Ah, but we already have a "poor slob" who is very much on the griddle. The mysterious case of Mike Jacobs seems to have added to MLB's anxiety on the matter, while further justifying its ambivalence.
Jacobs, a former big-leaguer trying to revive his career in the high minors, got nailed last week for HGH indiscretions and suspended for 50 games. No obscure bush-leaguer, Jacobs was once a major prospect who has spent six seasons in the majors, hitting 32 homers for the Marlins just three seasons ago. He was excelling in his comeback efforts in the Rockies' farm system and had been the Triple-A Colorado Springs team's leading slugger when chronic back and knee woes recurred; driving him to the unfortunate conclusion that HGH was the answer.
Jacobs is the perfect example of the misguided HGH transgressor; a kid who has had a taste of fame and fortune and is driven to desperation in his effort to get back on the gravy train. But there seems to me a helluva difference between an athlete who takes HGH to get healthy and an athlete who does steroids to get wealthy.
Jacobs becomes the first North American jock to get punished for HGH violations. A British rugby player who later committed suicide and a German cyclist were earlier banned. Jacobs was contrite but with nary a blink the Rockies promptly dumped him. What do you want to bet we never hear of him again?

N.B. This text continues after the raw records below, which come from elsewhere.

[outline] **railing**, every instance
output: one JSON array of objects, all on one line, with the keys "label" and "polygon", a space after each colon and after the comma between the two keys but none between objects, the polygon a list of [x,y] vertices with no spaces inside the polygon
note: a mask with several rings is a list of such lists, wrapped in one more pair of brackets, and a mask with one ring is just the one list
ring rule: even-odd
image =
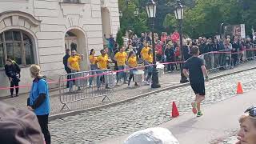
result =
[{"label": "railing", "polygon": [[[110,70],[82,71],[63,74],[59,77],[59,100],[63,105],[61,110],[69,104],[103,97],[103,102],[113,94],[115,73]],[[77,106],[75,109],[78,108]],[[82,106],[81,106],[82,107]]]}]

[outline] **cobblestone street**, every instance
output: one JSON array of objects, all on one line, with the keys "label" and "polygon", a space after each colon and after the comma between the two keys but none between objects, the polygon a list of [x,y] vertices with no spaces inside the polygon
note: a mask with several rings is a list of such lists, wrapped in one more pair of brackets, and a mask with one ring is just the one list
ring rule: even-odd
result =
[{"label": "cobblestone street", "polygon": [[[203,106],[235,95],[237,82],[244,90],[255,89],[256,70],[212,80],[206,83]],[[194,95],[190,86],[162,91],[115,106],[86,112],[50,122],[53,143],[97,143],[170,120],[171,102],[181,114],[190,111]]]}]

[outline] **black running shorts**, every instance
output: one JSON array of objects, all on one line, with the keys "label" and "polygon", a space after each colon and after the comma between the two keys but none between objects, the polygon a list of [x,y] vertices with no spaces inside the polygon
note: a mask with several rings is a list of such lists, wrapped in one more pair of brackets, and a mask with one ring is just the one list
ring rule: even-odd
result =
[{"label": "black running shorts", "polygon": [[190,83],[195,94],[206,95],[205,82]]}]

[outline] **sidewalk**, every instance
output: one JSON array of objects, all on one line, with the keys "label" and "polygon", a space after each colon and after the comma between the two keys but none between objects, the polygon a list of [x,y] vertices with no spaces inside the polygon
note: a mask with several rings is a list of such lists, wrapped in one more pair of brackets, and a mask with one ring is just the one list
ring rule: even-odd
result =
[{"label": "sidewalk", "polygon": [[[222,75],[225,74],[230,74],[238,70],[243,70],[250,68],[256,67],[256,61],[250,61],[244,64],[239,65],[238,67],[231,70],[226,70],[219,71],[218,73],[211,73],[210,77],[214,77],[218,75]],[[159,78],[159,83],[161,84],[161,89],[168,88],[174,86],[178,86],[180,80],[180,72],[175,71],[174,73],[166,73]],[[156,90],[160,89],[151,89],[150,86],[146,84],[142,84],[139,87],[127,88],[127,85],[117,86],[114,89],[114,94],[110,96],[112,102],[116,102],[122,100],[126,100],[133,97],[136,97],[140,94],[144,94],[146,93],[152,92]],[[65,113],[67,111],[60,111],[62,107],[62,103],[59,102],[58,98],[58,90],[50,90],[50,105],[51,105],[51,113],[50,114],[58,114],[61,113]],[[28,98],[28,94],[20,94],[19,97],[8,98],[6,99],[2,99],[2,101],[15,106],[18,108],[26,108],[26,98]],[[102,98],[90,98],[79,102],[70,103],[70,107],[72,110],[78,110],[82,109],[88,109],[94,106],[99,106],[105,104],[110,103],[109,102],[102,102]]]},{"label": "sidewalk", "polygon": [[[244,110],[255,105],[255,93],[256,90],[252,90],[203,107],[202,117],[196,118],[192,112],[186,113],[159,126],[169,129],[180,144],[224,143],[225,139],[225,143],[234,143],[235,136],[226,138],[239,129],[238,118]],[[128,136],[110,139],[102,144],[121,144]]]}]

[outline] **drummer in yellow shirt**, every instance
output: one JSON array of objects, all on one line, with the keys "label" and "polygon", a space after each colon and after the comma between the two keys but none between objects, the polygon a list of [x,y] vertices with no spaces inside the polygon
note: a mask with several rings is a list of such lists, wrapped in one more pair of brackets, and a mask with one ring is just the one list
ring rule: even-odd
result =
[{"label": "drummer in yellow shirt", "polygon": [[[114,55],[114,60],[117,61],[118,70],[125,69],[126,62],[127,61],[127,54],[125,52],[125,47],[121,46],[119,52]],[[117,84],[118,84],[119,80],[123,77],[123,83],[126,83],[126,73],[124,71],[118,72]]]},{"label": "drummer in yellow shirt", "polygon": [[144,43],[144,47],[142,48],[142,51],[141,51],[141,55],[142,58],[144,61],[146,61],[146,58],[148,57],[149,55],[149,50],[150,50],[150,46],[149,44],[147,42]]},{"label": "drummer in yellow shirt", "polygon": [[[98,70],[98,66],[96,63],[97,57],[95,56],[94,49],[91,49],[90,51],[90,75],[94,75],[96,74],[96,70]],[[94,77],[90,77],[89,79],[89,86],[91,87],[93,82]]]},{"label": "drummer in yellow shirt", "polygon": [[[134,51],[130,51],[128,56],[128,66],[130,68],[136,68],[138,66],[136,54]],[[128,79],[128,87],[130,86],[130,83],[132,78],[134,78],[134,71],[137,70],[136,69],[130,70],[130,76]],[[138,83],[135,82],[135,86],[138,86]]]},{"label": "drummer in yellow shirt", "polygon": [[[150,50],[149,50],[149,55],[146,58],[146,61],[147,62],[148,65],[150,65],[153,63],[153,51],[151,49],[150,49]],[[152,72],[153,72],[153,66],[147,66],[147,77],[146,79],[148,85],[150,85],[150,83],[151,83]]]},{"label": "drummer in yellow shirt", "polygon": [[[67,66],[71,70],[71,73],[75,73],[75,74],[71,74],[71,78],[75,78],[78,77],[80,77],[80,74],[77,74],[77,72],[80,71],[80,66],[79,66],[79,62],[81,60],[83,60],[83,55],[82,54],[77,54],[77,51],[75,50],[71,51],[71,56],[67,59]],[[78,86],[78,90],[80,90],[80,79],[75,80],[75,84]],[[69,82],[69,91],[72,92],[73,91],[73,85],[74,85],[74,81],[71,82]]]},{"label": "drummer in yellow shirt", "polygon": [[[102,55],[98,56],[96,59],[96,62],[98,64],[98,67],[99,70],[97,71],[97,74],[102,74],[104,72],[104,70],[107,69],[109,58],[106,56],[106,51],[104,50],[101,50]],[[97,77],[97,86],[98,90],[99,90],[101,86],[101,79],[104,82],[104,76],[98,76]],[[106,86],[106,88],[107,86]]]}]

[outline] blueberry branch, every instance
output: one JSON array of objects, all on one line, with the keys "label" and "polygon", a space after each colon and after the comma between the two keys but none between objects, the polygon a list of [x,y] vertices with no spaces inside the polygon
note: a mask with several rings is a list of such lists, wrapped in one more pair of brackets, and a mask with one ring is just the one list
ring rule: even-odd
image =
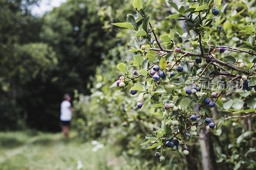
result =
[{"label": "blueberry branch", "polygon": [[[154,51],[160,51],[161,50],[159,48],[151,48],[148,49],[148,50],[153,50]],[[163,49],[162,50],[163,51],[165,51],[169,53],[172,52],[174,51],[174,50],[172,49]],[[244,70],[241,69],[238,69],[237,68],[236,68],[236,67],[233,65],[232,65],[231,64],[227,63],[226,63],[218,60],[216,58],[211,57],[208,55],[206,55],[205,54],[201,54],[198,53],[191,53],[191,52],[189,52],[188,51],[182,51],[182,50],[181,51],[180,53],[184,54],[185,54],[186,56],[196,56],[197,57],[201,57],[202,58],[206,58],[206,59],[209,59],[211,61],[212,61],[212,62],[215,62],[215,63],[217,63],[220,64],[220,65],[226,66],[228,67],[229,67],[229,68],[232,69],[232,70],[236,70],[236,71],[238,71],[241,72],[245,74],[246,74],[247,75],[249,75],[249,72],[248,71],[246,71],[246,70]]]}]

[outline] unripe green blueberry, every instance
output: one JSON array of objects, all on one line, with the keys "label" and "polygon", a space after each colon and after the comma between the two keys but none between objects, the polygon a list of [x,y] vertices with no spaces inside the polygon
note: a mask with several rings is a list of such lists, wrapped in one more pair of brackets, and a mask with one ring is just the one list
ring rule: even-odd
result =
[{"label": "unripe green blueberry", "polygon": [[243,60],[242,59],[239,59],[237,60],[237,63],[243,63]]},{"label": "unripe green blueberry", "polygon": [[197,134],[197,133],[196,133],[196,132],[192,132],[190,133],[190,135],[193,136],[195,135],[195,136],[196,136],[196,135]]},{"label": "unripe green blueberry", "polygon": [[125,86],[125,84],[123,82],[121,82],[119,84],[119,86],[121,88],[123,88]]},{"label": "unripe green blueberry", "polygon": [[183,151],[183,154],[185,155],[187,155],[189,153],[189,152],[188,152],[188,151],[187,151],[186,150],[184,150]]},{"label": "unripe green blueberry", "polygon": [[[173,103],[169,103],[169,108],[172,108],[173,107],[174,107],[174,106],[175,106],[175,105],[174,105],[174,104],[173,104]],[[175,110],[174,110],[174,111],[175,111]]]},{"label": "unripe green blueberry", "polygon": [[169,116],[169,114],[167,112],[164,112],[163,115],[164,117],[167,117]]},{"label": "unripe green blueberry", "polygon": [[190,129],[191,129],[191,131],[192,132],[195,132],[196,130],[196,127],[195,126],[193,126],[191,127]]},{"label": "unripe green blueberry", "polygon": [[161,156],[160,157],[160,158],[159,158],[160,160],[161,161],[164,161],[165,160],[165,158],[164,158],[164,156]]},{"label": "unripe green blueberry", "polygon": [[178,110],[178,107],[177,106],[174,106],[172,110],[172,111],[177,111]]},{"label": "unripe green blueberry", "polygon": [[242,76],[242,78],[244,81],[245,81],[247,80],[247,76],[245,75],[243,75]]},{"label": "unripe green blueberry", "polygon": [[177,126],[179,124],[179,121],[177,120],[175,120],[172,121],[172,124],[173,126]]}]

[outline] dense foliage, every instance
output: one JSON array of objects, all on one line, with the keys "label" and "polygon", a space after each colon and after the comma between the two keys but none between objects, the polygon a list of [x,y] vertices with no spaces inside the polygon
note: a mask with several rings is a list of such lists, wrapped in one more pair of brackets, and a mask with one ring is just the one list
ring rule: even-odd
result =
[{"label": "dense foliage", "polygon": [[[251,23],[255,19],[251,19],[256,17],[252,13],[255,2],[184,0],[179,8],[168,2],[177,13],[166,19],[179,18],[178,21],[185,22],[187,30],[176,25],[169,34],[160,36],[160,44],[150,24],[152,17],[146,13],[151,1],[143,6],[141,0],[134,0],[136,15],[128,14],[126,22],[113,24],[133,30],[137,38],[128,50],[135,53],[134,61],[125,60],[118,65],[124,76],[110,87],[121,90],[131,85],[132,94],[141,92],[137,104],[141,110],[150,101],[156,103],[153,106],[159,108],[152,113],[162,120],[162,125],[147,136],[140,145],[152,143],[146,149],[158,149],[155,156],[163,161],[164,153],[171,150],[188,154],[188,145],[205,125],[219,136],[227,120],[238,118],[239,122],[254,116],[256,27],[255,20]],[[140,26],[137,23],[141,21]],[[230,97],[227,101],[226,98]],[[214,113],[221,111],[230,116],[222,117]],[[220,118],[216,120],[213,117]],[[249,130],[242,132],[235,144],[229,145],[231,150],[238,147],[231,156],[221,154],[218,146],[214,148],[218,162],[231,163],[227,168],[233,164],[234,169],[255,167],[252,134],[255,124],[249,120],[246,129]],[[252,141],[246,145],[249,151],[245,153],[246,150],[240,148],[245,146],[243,140],[248,139]]]}]

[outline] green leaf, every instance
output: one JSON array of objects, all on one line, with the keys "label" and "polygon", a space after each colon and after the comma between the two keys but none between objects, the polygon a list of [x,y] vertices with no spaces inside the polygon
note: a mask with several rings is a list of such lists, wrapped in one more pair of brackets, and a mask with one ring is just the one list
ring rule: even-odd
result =
[{"label": "green leaf", "polygon": [[191,68],[189,63],[186,61],[181,61],[180,65],[183,67],[183,70],[188,73],[191,72]]},{"label": "green leaf", "polygon": [[126,22],[129,22],[133,26],[136,31],[138,30],[138,26],[135,21],[135,17],[133,15],[128,14],[127,14]]},{"label": "green leaf", "polygon": [[141,63],[141,69],[145,70],[148,69],[148,59],[144,60]]},{"label": "green leaf", "polygon": [[176,4],[171,1],[168,1],[168,2],[169,4],[171,5],[171,6],[173,7],[174,9],[176,10],[176,11],[177,11],[177,12],[179,12],[179,8],[178,8],[178,6],[177,6],[177,5],[176,5]]},{"label": "green leaf", "polygon": [[185,94],[184,95],[182,95],[181,97],[179,98],[176,101],[176,102],[175,102],[175,106],[178,106],[180,103],[183,100],[183,99],[184,99],[184,97],[185,96]]},{"label": "green leaf", "polygon": [[133,36],[143,36],[143,35],[147,35],[147,33],[143,30],[140,30],[136,34],[133,35]]},{"label": "green leaf", "polygon": [[117,26],[122,28],[130,28],[132,30],[135,30],[133,26],[129,22],[118,22],[111,24],[112,25]]},{"label": "green leaf", "polygon": [[135,85],[132,87],[131,90],[139,90],[140,91],[145,91],[144,86],[142,85],[140,83],[137,83]]},{"label": "green leaf", "polygon": [[168,136],[171,135],[172,132],[171,127],[168,125],[166,125],[165,128],[166,134]]},{"label": "green leaf", "polygon": [[233,100],[229,100],[224,103],[223,105],[223,108],[226,110],[228,110],[233,105],[233,103],[234,103]]},{"label": "green leaf", "polygon": [[140,110],[141,110],[142,109],[144,108],[148,104],[148,103],[149,101],[149,100],[152,96],[153,95],[150,96],[146,99],[146,100],[145,100],[145,102],[144,102],[144,103],[143,103],[143,105],[142,106],[141,108],[140,109]]},{"label": "green leaf", "polygon": [[144,8],[143,8],[143,10],[144,10],[145,9],[146,9],[146,8],[147,8],[147,7],[148,6],[148,5],[151,2],[151,1],[152,1],[152,0],[148,0],[148,2],[147,3],[147,4],[146,4],[146,5],[144,7]]},{"label": "green leaf", "polygon": [[253,64],[254,64],[254,63],[248,63],[246,65],[247,65],[248,67],[251,68],[253,65]]},{"label": "green leaf", "polygon": [[187,109],[188,106],[188,98],[185,98],[181,101],[180,103],[181,108]]},{"label": "green leaf", "polygon": [[155,148],[157,146],[157,144],[156,144],[156,143],[154,144],[151,146],[149,146],[149,147],[148,147],[147,148],[145,148],[145,149],[152,149],[152,148]]},{"label": "green leaf", "polygon": [[248,83],[248,86],[254,86],[256,85],[256,77],[252,77]]},{"label": "green leaf", "polygon": [[166,69],[167,66],[167,63],[164,57],[162,57],[160,61],[159,61],[159,66],[160,68],[164,70]]},{"label": "green leaf", "polygon": [[134,0],[132,3],[132,6],[134,8],[137,8],[139,10],[142,9],[142,0]]},{"label": "green leaf", "polygon": [[156,51],[153,50],[149,51],[146,54],[146,58],[149,59],[151,62],[154,63],[155,62],[155,56],[156,55]]},{"label": "green leaf", "polygon": [[224,57],[224,58],[229,61],[234,63],[236,63],[236,59],[233,56],[227,55]]},{"label": "green leaf", "polygon": [[207,106],[203,106],[200,108],[201,110],[208,114],[211,113],[211,109],[209,108],[209,107],[207,107]]},{"label": "green leaf", "polygon": [[208,5],[206,4],[197,7],[196,8],[196,9],[195,11],[199,11],[201,10],[204,10],[204,9],[207,9],[207,8],[208,8]]},{"label": "green leaf", "polygon": [[149,142],[156,141],[156,138],[153,137],[151,137],[148,139],[145,139],[142,141],[141,142],[140,142],[140,146],[148,144]]},{"label": "green leaf", "polygon": [[172,15],[170,15],[169,17],[167,17],[166,19],[173,19],[174,18],[177,18],[180,17],[184,17],[184,16],[180,14],[174,14]]},{"label": "green leaf", "polygon": [[234,104],[232,106],[232,107],[234,109],[241,109],[244,106],[244,102],[240,99],[237,99],[234,102]]},{"label": "green leaf", "polygon": [[146,33],[148,33],[148,27],[150,20],[150,15],[148,16],[146,18],[143,20],[142,23],[142,28]]},{"label": "green leaf", "polygon": [[178,25],[176,25],[176,26],[175,27],[175,28],[176,28],[176,30],[177,30],[177,31],[179,33],[180,35],[182,35],[184,33],[184,31],[183,30],[183,29],[182,29],[182,28],[179,26]]},{"label": "green leaf", "polygon": [[117,66],[118,69],[123,72],[127,74],[127,70],[126,68],[126,64],[121,63],[118,64]]},{"label": "green leaf", "polygon": [[140,55],[133,55],[133,58],[135,62],[140,64],[141,64],[142,62],[144,60],[143,57]]},{"label": "green leaf", "polygon": [[244,26],[243,27],[250,33],[252,33],[253,32],[253,26],[252,25]]},{"label": "green leaf", "polygon": [[164,34],[164,35],[161,35],[159,37],[160,40],[164,41],[165,42],[171,42],[171,38],[167,34]]},{"label": "green leaf", "polygon": [[164,88],[164,87],[160,85],[158,85],[156,87],[156,89],[155,89],[154,91],[151,92],[151,93],[154,94],[156,93],[165,92],[165,90]]},{"label": "green leaf", "polygon": [[182,6],[179,10],[179,12],[181,15],[184,15],[185,14],[185,11],[186,10],[186,9],[185,7]]},{"label": "green leaf", "polygon": [[141,69],[138,71],[138,72],[143,76],[146,76],[148,75],[148,71],[146,69]]},{"label": "green leaf", "polygon": [[158,103],[156,105],[152,106],[151,107],[164,107],[164,103]]}]

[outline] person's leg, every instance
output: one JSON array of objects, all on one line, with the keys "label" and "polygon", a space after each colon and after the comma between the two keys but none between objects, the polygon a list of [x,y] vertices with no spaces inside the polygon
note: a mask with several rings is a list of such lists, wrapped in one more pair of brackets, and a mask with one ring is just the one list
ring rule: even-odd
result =
[{"label": "person's leg", "polygon": [[62,127],[63,129],[63,133],[64,134],[64,137],[65,139],[67,139],[68,138],[68,125],[63,126]]}]

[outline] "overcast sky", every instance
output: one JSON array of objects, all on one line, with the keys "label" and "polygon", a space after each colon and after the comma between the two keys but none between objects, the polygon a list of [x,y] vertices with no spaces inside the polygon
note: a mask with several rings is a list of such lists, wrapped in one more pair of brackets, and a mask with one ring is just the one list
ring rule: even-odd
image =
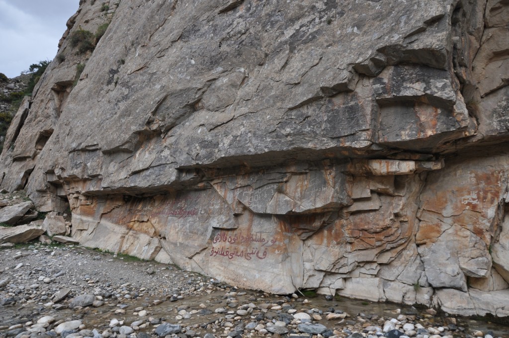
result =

HGH -- as the Globe's Nick Cafardo recently and correctly noted -- is the new PED battleground and it says here that it's a much more slippery slope than steroids and all the other "stuff." The NHL intends to go after HGH in hockey's next contract hassle and MLB is sure to do so when the owners go back to the table with the MLBPA, which is all too soon.
As a backdrop to all this, we have the Roger Clemens' court case about to resume, although there's the chance that the mistrial declared last month will prove to have ended that fiasco. How would such a development reshape the entire discussion about PED problems in sport? A ruling is expected soon after Labor Day.
Who says the subject of sport is all about what happens on the field, the court, the ring, or the rink? Quoth the raven, "No more!"